Enfin, il réclame l'allocation de la somme de 2000, 00 euros en remboursement de ses frais irrépétibles.
MOTIFS DE LA DECISION :
Monsieur X... ne soutient plus devant la cour que la procédure de licenciement serait irrégulière au motif que la décision de licenciement était prise par l'employeur avant même l'entretien préalable ; le jugement entrepris n'est pas, non plus, critiqué en ce qu'il a condamné celui-ci à payer à la société nouvelle MATERIAUX MODERNES la somme de 308, 71 euros, montant du solde de son compte de fourniture en matériaux.

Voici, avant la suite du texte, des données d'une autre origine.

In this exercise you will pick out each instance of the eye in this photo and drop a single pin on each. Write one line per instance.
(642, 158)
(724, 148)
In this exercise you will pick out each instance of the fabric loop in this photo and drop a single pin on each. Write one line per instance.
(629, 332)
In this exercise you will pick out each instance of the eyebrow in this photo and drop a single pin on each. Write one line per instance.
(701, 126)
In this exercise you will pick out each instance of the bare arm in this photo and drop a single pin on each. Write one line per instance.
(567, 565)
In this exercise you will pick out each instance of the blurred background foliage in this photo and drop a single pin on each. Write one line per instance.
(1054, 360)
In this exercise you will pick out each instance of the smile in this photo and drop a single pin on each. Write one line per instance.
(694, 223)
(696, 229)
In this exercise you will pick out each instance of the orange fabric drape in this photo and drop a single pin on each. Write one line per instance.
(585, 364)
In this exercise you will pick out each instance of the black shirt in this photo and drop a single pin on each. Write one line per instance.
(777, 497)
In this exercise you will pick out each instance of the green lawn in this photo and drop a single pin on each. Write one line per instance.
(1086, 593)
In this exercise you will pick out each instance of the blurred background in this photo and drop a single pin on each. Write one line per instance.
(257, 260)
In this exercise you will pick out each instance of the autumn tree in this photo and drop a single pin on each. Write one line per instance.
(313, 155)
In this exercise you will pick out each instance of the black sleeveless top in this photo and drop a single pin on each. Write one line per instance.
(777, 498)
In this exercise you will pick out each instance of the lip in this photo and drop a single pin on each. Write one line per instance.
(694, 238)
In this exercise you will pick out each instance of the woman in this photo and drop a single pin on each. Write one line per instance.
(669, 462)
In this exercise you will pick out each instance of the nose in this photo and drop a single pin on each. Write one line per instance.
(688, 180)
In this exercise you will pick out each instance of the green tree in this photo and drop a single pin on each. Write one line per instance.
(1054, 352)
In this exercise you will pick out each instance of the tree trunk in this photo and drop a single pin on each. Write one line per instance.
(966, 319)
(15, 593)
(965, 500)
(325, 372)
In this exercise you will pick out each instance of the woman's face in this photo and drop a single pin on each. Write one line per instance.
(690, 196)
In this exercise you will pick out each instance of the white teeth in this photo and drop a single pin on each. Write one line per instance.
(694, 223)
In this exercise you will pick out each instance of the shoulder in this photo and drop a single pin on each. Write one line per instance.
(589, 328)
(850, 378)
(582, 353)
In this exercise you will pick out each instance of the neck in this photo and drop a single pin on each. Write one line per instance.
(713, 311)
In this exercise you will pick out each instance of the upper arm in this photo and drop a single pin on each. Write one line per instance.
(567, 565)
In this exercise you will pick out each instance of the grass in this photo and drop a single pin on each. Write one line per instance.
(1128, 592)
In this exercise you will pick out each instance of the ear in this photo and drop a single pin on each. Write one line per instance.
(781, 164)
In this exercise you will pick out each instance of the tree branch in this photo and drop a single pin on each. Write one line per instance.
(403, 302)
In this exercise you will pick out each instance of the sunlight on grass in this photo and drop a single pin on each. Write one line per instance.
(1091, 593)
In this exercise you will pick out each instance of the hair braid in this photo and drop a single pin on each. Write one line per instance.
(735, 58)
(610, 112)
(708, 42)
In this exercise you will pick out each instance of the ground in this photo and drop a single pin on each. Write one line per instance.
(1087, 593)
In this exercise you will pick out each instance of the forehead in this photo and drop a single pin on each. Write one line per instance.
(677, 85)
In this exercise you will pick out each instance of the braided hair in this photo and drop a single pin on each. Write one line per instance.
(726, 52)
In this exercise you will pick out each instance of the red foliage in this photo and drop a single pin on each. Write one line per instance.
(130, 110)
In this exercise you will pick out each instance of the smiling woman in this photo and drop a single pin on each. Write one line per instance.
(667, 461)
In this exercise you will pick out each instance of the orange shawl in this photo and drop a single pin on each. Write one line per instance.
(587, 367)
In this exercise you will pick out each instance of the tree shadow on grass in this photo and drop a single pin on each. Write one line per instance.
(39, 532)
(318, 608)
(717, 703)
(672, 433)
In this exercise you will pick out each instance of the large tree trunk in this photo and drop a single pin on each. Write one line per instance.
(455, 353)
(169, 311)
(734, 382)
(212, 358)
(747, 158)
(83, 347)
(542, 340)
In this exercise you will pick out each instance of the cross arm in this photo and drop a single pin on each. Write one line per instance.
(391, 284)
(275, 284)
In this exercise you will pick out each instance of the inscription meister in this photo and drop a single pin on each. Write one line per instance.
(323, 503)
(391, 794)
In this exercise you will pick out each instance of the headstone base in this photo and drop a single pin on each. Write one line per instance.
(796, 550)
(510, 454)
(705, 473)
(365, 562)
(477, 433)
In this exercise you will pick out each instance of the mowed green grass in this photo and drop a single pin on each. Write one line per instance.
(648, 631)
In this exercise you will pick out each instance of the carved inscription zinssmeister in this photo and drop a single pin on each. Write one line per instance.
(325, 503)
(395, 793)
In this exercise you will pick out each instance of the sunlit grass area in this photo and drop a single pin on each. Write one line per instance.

1-le licenciement et ses conséquences :
Lors de l'engagement de la procédure de licenciement, monsieur X... occupait des fonctions de vendeur magasinier cariste au dépôt de Murviel et était accessoirement chargé de remplacer les chefs de dépôt de Murviel et Capestang, en cas d'absences ; même si le changement d'affectation, objet du courrier recommandé lui ayant été adressé le 2 mai 2006 par la société nouvelle MATERIAUX MODERNES, concernait le dépôt de Béziers situé dans le même secteur géographique, à 14 kilomètres de Murviel, il lui était demandé par l'employeur de rejoindre ce dépôt pour le 1er juin 2006 et de lui signifier son accord sous huit jours, afin d'entreprendre les mutations utiles (sic).
En demandant au salarié son accord au changement de lieu de travail, l'employeur a nécessairement considéré celui-ci comme une modification du contrat, peu important que la lettre d'engagement du 3 mars 1983 ne fixe elle-même aucun lieu de travail déterminé.
La lettre de licenciement qui fixe les termes du litige, invoque expressément comme cause de la modification, les difficultés économiques rencontrées par le dépôt de Murviel, ne permettant pas de maintenir un deuxième poste à temps plein sur ce dépôt ; dès lors, le licenciement de monsieur X... résultant de la modification refusée de son lieu de travail, constitue un licenciement économique au sens de l'article L 321-1 du code du travail.
Dans ce cadre, la société nouvelle MATERIAUX MODERNES ne justifie avoir procédé à aucune recherche de reclassement du salarié ; elle n'établit pas davantage l'existence de difficultés économiques appréciées par rapport à l'entreprise elle-même et non pas seulement à son seul dépôt de Murviel, ni de la nécessité, en l'état de la baisse d'activité constatée sur ce dépôt, de réorganiser l'entreprise en vue d'en sauvegarder la compétitivité.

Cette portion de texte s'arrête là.